What processes do the materials have to undergo to become the finished product?

The process in my case has been creativity and – the most precious commodity that we all have – time. I gave myself one rule… no brushes! And during lockdown I would just lose myself in the highly organic process of applying the paint by pouring, scraping, and dripping, a kind of meditation in motion.

dripped painting closeup

What happens to your products at the end of their life – can they go back into the circular economy?

This is an interesting question; I’d like to hope this stays as one artwork for a long time. The canvas could be cut up into new smaller pieces or stretched onto new smaller frames, a smaller section could go under a glass-topped table. The possibilities are endless. The wooden frame is of good quality so in its present form it could be reused, again and again, if someone tires of the art.

How did you feel the first time you saw the transformation from waste material to product/prototype?

It’s taken over a year to evolve in between my teaching and interiors projects, it was a highly meditative and healing process for me, particularly during the lockdown months. I’ve gone through many emotions throughout its creation, questioning whether I should stop at certain times… then I’d drop another color and knock it all out, which meant waiting a good few days or sometimes weeks for me to change my mood, and pick up a new color and slowly bring back the balance. I knew a week or so before I finished that I was getting close … so my color decisions became even more poignant and finite until finally, the piece told me it was done.

dripped painting hung on wall

How have people reacted to this project?

I’ve been thrilled with the reaction – in order to install it at the Material Matters Fair here in London during the London Design Festival, I had to dismantle it just to get it out of the door of my studio, and remount on site. And there is serendipity in the painting being here at the Oxo tower, as I had collected a lot of waste paint from some designer friends of mine, who had literally left it in a doorway under the Bargehouse for me to collect over a year and a half ago!

dripped paint closeup

How do you feel opinions towards waste as a raw material are changing?

We are at such a critical time in history, with the climate, social and economic crises, with finite materials running out. It’s important for us all to feel part of the change that is required, to feel connected.
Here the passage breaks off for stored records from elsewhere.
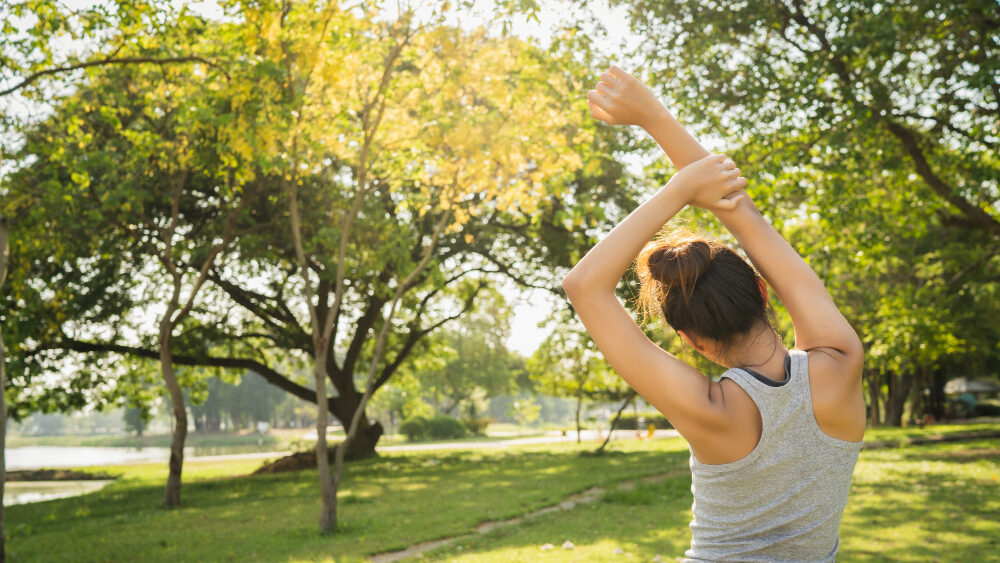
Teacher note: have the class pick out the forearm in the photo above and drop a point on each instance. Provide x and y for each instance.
(818, 322)
(680, 146)
(603, 267)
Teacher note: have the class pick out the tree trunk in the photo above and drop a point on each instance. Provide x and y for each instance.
(937, 398)
(618, 416)
(874, 394)
(3, 392)
(328, 511)
(899, 391)
(172, 493)
(579, 404)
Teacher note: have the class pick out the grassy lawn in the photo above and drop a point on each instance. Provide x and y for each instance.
(912, 503)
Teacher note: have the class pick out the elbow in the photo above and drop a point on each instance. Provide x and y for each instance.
(572, 284)
(577, 283)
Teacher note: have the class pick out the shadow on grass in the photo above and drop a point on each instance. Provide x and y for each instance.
(925, 503)
(386, 503)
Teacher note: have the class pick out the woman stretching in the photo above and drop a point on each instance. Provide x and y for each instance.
(774, 441)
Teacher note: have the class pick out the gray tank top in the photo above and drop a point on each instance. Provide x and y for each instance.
(784, 500)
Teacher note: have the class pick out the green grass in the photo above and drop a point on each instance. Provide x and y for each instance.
(194, 440)
(914, 503)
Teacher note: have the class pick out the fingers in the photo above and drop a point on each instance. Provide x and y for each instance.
(730, 202)
(598, 112)
(620, 74)
(606, 90)
(596, 99)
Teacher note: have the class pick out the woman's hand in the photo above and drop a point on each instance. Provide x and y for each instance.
(713, 183)
(620, 99)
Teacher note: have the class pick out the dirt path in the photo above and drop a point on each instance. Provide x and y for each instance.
(569, 503)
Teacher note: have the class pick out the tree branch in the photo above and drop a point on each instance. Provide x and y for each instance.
(110, 61)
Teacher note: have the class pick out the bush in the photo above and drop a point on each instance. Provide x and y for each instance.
(440, 427)
(443, 427)
(476, 425)
(986, 409)
(628, 421)
(415, 428)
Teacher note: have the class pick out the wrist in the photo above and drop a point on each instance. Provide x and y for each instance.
(657, 119)
(746, 210)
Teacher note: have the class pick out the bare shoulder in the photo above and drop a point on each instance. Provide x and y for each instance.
(837, 399)
(736, 434)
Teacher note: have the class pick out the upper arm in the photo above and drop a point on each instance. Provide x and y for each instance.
(691, 402)
(817, 320)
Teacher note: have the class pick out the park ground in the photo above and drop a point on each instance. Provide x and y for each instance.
(930, 502)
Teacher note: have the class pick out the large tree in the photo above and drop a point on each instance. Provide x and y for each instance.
(872, 129)
(483, 115)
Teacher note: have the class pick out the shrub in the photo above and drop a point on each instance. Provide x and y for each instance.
(986, 409)
(444, 426)
(415, 428)
(476, 425)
And to do all we can in the re-use and value of our materials, through repair and restoration, with the last resort being to recycle. There is a much greater awareness now, a regenerative mindset is spreading, and new models are emerging. I’m personally excited about the momentum I’m witnessing from the Ellen MacArthur Foundation to the 15-minute city concept and local initiatives like ReLondon and etsaW here in London.
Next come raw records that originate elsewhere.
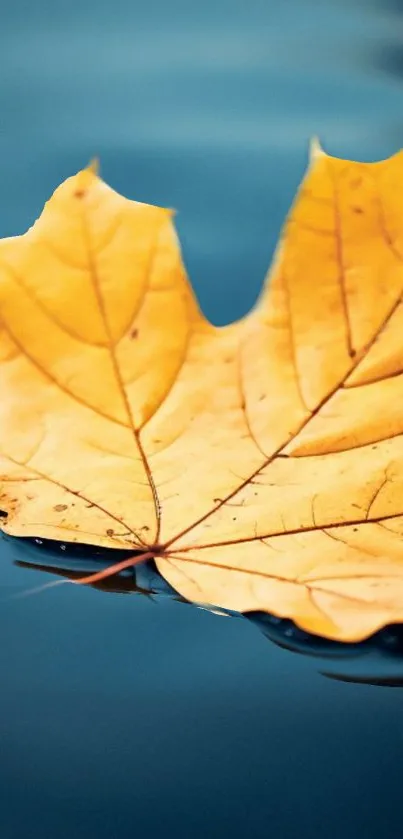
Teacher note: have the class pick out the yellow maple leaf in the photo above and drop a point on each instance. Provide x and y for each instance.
(261, 464)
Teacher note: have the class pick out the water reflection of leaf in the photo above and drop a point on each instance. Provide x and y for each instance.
(378, 660)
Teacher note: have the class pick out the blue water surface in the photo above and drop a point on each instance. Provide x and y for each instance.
(121, 716)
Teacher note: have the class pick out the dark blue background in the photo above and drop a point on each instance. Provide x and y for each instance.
(120, 717)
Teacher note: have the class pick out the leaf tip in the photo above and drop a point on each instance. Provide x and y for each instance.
(94, 166)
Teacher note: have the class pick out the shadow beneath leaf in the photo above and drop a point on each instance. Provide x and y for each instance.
(376, 661)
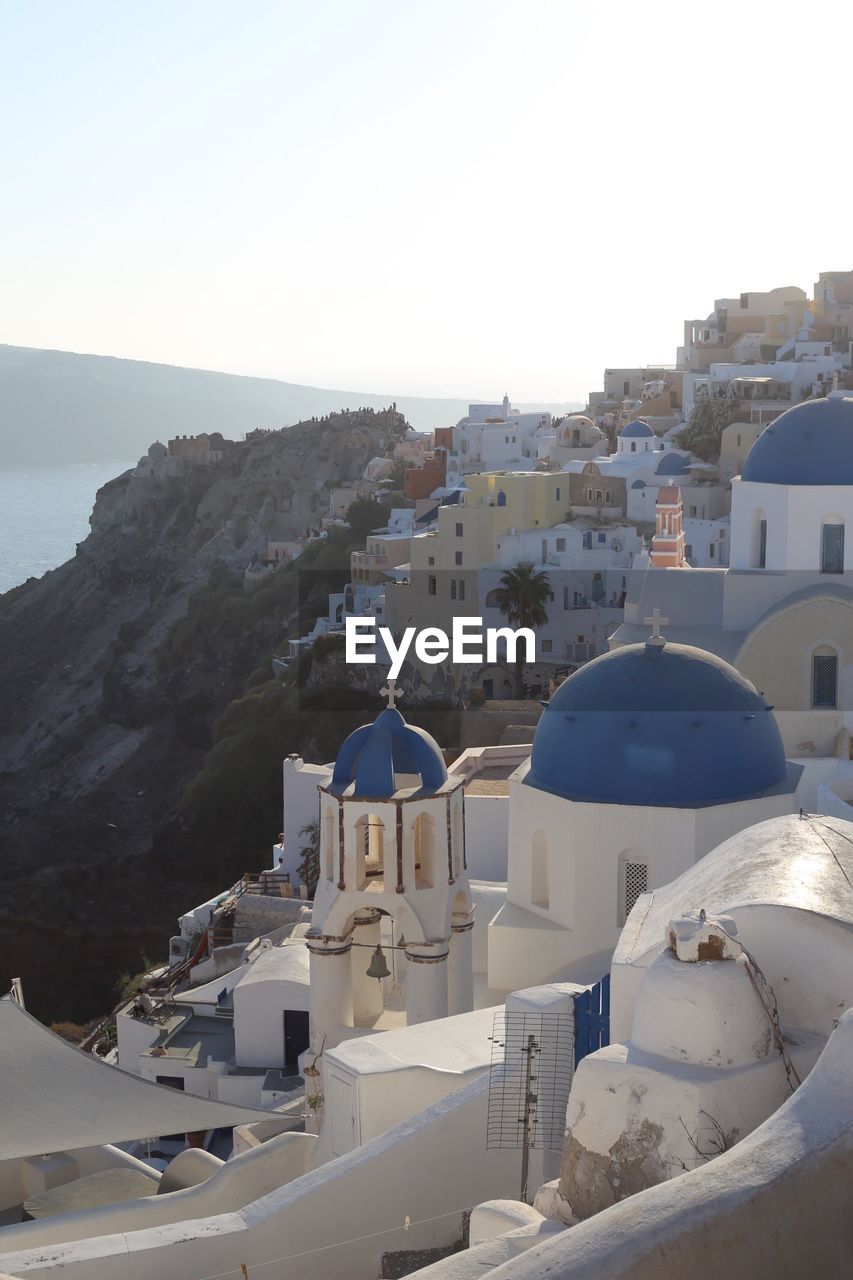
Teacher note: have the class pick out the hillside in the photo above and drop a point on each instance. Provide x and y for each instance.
(114, 670)
(64, 407)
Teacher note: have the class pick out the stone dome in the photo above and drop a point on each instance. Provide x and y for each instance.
(673, 465)
(662, 725)
(375, 755)
(808, 444)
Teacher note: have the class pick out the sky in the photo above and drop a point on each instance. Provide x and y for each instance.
(413, 196)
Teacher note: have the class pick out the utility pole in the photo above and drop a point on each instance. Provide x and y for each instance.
(528, 1120)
art studio with dripped paint canvas with desk and ladder and paint scattered

What do you think the future holds for waste as a raw material?

It’s a necessity… and I think it will grow and grow – collaboration will be key for example,  biochemists and anthropologists with the artists and designers to push the boundaries of possibilities – talking of which I see myself as a “Possibilist,” coined by Sarah Ichioka and Michael Pawlyn in their brilliant book Flourish, where they give a whole chapter to what it is to be a possibilist. If there is one book, I would recommend for every designer of any stripe to read right now, it’s theirs – Flourish – Design Paradigms for our Planetary Emergency.